IMF cuts global growth forecast; prods Europe, U.S.
The IMF cut its global growth forecast on Tuesday for the second time since April and warned U.S. and European policymakers that failure to fix their economic ills would prolong the slump.
Global growth is too weak to bring down unemployment and what little momentum exists is coming primarily from central banks, the International Monetary Fund said in its World Economic Outlook, released ahead of its twice-yearly meeting, which will be held in Tokyo later this week.
"A key issue is whether the global economy is just hitting another bout of turbulence in what was always expected to be a slow and bumpy recovery or whether the current slowdown has a more lasting component," it said.
"The answer depends on whether European and U.S. policymakers deal proactively with their major short-term economic challenges."
For 2012, the IMF now expects global output to grow just 3.3 percent, down from its July estimate of 3.5 percent, making it the slowest year of growth since 2009. It predicted only a modest pickup next year to 3.6 percent, below its July estimate of 3.9 percent.
Emerging markets are still expected to grow four times as fast as advanced economies, but the IMF took a sharp knife to its estimates for India and Brazil, with the latter now seen growing slower than the United States this year.
The IMF said "familiar" forces were dragging down advanced economy growth: fiscal consolidation and a still-weak financial system, the same problems that have plagued the world since the global financial crisis exploded in 2008.
"More seems to be at work, however, than these mechanical forces - namely, a general feeling of uncertainty," IMF Chief Economist Olivier Blanchard said.
Measures of risk and uncertainty, such as the VIX volatility gauge in the United States, remain at low levels, Blanchard pointed out, which makes it difficult to assess the nature of the uncertainty.
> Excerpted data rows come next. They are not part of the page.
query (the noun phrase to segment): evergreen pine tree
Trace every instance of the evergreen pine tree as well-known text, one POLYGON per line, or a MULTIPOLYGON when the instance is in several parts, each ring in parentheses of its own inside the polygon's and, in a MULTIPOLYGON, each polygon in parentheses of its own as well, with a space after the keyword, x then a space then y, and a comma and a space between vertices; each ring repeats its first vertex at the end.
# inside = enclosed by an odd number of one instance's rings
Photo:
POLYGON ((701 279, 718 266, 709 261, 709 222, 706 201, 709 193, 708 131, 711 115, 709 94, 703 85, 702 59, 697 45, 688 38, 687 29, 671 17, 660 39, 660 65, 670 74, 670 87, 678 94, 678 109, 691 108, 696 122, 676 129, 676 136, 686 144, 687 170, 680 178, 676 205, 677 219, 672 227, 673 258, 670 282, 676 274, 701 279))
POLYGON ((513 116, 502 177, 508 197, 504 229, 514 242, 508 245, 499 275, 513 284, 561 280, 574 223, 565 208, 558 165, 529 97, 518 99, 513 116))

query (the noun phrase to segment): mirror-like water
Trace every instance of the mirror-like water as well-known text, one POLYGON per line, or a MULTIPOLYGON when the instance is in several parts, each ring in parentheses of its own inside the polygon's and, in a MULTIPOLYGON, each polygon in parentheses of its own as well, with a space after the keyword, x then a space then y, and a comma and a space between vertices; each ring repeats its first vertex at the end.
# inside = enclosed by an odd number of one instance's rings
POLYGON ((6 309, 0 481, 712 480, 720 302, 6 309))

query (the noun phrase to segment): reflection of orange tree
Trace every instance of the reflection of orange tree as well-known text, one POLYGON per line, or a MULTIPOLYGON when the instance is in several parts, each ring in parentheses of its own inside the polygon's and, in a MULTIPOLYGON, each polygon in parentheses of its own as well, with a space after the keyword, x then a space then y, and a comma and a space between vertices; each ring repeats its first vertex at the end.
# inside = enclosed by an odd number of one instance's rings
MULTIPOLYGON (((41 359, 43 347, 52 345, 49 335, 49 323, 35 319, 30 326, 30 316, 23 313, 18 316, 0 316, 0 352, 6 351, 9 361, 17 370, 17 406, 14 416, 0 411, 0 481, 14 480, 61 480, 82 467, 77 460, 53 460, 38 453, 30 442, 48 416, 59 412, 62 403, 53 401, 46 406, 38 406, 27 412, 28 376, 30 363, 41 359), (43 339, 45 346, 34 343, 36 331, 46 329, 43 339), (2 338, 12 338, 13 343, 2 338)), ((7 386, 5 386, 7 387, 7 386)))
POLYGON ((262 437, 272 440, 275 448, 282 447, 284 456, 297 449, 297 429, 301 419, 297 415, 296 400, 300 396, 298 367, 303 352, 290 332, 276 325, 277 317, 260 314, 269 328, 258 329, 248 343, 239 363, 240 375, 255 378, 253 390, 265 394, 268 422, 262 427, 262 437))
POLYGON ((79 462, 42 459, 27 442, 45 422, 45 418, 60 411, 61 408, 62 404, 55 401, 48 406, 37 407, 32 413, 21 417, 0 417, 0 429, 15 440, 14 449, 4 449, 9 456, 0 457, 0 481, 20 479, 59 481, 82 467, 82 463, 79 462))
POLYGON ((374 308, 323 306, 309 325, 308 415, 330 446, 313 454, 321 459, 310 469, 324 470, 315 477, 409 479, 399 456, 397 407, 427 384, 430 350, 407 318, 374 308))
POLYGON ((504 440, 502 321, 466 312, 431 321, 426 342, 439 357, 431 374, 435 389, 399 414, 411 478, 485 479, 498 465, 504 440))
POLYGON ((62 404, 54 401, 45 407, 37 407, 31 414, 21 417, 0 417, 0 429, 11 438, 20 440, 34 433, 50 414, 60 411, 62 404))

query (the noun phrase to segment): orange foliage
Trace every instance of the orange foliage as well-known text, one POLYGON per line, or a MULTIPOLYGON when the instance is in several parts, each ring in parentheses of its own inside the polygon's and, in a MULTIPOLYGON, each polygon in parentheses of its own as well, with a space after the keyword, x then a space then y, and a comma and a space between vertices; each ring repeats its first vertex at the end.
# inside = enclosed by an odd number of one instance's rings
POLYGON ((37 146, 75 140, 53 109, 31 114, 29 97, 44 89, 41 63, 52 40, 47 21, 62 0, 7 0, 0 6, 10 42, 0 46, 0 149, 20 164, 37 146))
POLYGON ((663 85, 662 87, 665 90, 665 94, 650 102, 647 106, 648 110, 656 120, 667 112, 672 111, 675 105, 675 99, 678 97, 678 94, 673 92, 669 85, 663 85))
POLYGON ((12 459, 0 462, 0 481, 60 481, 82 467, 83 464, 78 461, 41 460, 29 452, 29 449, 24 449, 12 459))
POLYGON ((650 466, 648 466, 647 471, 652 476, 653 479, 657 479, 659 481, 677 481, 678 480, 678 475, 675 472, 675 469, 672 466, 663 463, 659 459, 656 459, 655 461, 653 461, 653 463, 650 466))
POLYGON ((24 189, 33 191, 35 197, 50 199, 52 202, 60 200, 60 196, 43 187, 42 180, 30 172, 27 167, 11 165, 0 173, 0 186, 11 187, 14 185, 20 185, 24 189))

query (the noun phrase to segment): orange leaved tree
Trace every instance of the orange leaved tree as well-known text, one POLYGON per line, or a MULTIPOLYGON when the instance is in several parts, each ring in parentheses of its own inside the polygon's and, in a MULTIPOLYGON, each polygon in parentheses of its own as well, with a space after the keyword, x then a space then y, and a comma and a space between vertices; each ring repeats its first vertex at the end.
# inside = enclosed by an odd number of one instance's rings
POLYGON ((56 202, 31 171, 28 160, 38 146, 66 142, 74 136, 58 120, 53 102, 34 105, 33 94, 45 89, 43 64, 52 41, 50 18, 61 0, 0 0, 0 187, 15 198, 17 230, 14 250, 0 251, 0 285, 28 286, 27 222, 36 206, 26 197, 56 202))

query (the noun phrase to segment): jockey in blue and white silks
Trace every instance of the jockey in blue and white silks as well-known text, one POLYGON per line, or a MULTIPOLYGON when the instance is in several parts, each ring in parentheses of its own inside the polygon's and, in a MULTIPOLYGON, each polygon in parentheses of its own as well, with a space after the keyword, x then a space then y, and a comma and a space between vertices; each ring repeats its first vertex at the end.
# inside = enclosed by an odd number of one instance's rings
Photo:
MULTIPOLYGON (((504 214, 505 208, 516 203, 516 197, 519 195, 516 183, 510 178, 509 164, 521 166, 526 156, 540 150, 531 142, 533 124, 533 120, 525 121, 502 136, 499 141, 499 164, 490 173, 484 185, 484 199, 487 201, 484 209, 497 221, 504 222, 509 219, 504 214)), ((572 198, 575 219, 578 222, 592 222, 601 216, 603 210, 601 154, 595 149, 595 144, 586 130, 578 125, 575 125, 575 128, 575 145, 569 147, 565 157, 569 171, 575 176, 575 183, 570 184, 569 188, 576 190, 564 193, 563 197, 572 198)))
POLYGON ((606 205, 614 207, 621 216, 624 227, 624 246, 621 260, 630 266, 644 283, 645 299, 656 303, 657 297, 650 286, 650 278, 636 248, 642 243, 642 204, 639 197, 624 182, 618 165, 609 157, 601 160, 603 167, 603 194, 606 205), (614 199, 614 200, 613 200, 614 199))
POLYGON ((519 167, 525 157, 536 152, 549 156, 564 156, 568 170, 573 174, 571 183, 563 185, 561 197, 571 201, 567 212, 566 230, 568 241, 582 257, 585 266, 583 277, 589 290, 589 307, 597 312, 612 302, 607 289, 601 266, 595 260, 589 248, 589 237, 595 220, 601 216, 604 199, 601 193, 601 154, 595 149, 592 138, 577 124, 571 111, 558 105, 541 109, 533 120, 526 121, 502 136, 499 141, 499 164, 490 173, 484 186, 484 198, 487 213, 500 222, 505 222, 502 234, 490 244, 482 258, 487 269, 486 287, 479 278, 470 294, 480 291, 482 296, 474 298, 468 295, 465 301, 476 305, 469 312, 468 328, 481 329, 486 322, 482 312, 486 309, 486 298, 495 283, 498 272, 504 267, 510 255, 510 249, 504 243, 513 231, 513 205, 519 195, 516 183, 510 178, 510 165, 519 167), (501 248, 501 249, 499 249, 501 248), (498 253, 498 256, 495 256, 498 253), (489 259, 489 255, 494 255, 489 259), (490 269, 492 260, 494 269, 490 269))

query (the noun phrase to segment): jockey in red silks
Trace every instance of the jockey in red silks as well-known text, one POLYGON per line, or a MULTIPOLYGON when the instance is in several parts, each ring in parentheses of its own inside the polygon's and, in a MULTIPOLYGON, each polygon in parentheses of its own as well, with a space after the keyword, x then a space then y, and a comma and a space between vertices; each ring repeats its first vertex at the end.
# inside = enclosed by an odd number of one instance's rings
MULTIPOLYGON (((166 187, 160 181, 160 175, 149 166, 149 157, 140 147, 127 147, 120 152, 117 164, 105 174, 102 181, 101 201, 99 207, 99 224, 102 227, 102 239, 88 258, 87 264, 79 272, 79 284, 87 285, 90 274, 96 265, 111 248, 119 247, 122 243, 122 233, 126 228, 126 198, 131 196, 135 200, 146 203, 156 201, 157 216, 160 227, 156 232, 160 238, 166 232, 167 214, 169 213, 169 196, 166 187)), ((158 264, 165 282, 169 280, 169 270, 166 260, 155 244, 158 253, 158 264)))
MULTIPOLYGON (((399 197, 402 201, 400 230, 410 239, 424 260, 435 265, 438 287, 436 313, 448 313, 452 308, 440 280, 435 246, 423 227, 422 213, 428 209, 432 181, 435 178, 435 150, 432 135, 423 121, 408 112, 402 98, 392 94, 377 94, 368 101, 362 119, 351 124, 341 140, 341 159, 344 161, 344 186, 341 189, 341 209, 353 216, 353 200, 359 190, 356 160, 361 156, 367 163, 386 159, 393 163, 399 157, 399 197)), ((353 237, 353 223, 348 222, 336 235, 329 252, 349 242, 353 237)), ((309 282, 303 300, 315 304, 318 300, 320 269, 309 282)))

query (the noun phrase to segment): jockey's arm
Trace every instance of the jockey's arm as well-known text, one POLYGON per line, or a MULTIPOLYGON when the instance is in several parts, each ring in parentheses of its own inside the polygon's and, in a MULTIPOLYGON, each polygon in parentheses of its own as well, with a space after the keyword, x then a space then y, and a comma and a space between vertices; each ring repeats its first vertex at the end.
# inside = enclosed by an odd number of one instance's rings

Blanchard described it as "more Knightian in nature," referring to a term for risk that is impossible to measure, named after economist Frank Knight.
"Worries about the ability of European policymakers to control the euro crisis and worries about the failure to date of U.S. policymakers to agree on a fiscal plan surely play an important role, but one that is hard to nail down," Blanchard said.
The IMF said financial conditions are likely to remain "very fragile" over the near term because repairing euro zone problems will take time and there are concerns about how the U.S. economy will cope with the expected expiry of tax cuts early next year.
For the United States, the IMF said its "urgent policy priorities" should include avoiding a so-called "fiscal cliff" from the expected tax increases and spending cuts, raising the government borrowing limit, and agreeing on a credible plan to reduce the deficit.
It said the fiscal cliff at the extreme would amount to a fiscal withdrawal of more than 4 percent of GDP in 2013, and economic growth would stall.
In the euro area, it said resolving the crisis was the highest priority, and that would require progress toward banking and fiscal union.
"If uncertainty is indeed behind the current slowdown, and if the adoption and implementation of these measures decrease uncertainty, things may turn out better than our forecasts, not only in Europe, but also for the rest of the world," Blanchard said. "I, for once, would be happy if our baseline forecasts turn out to be inaccurate - in this case, too pessimistic."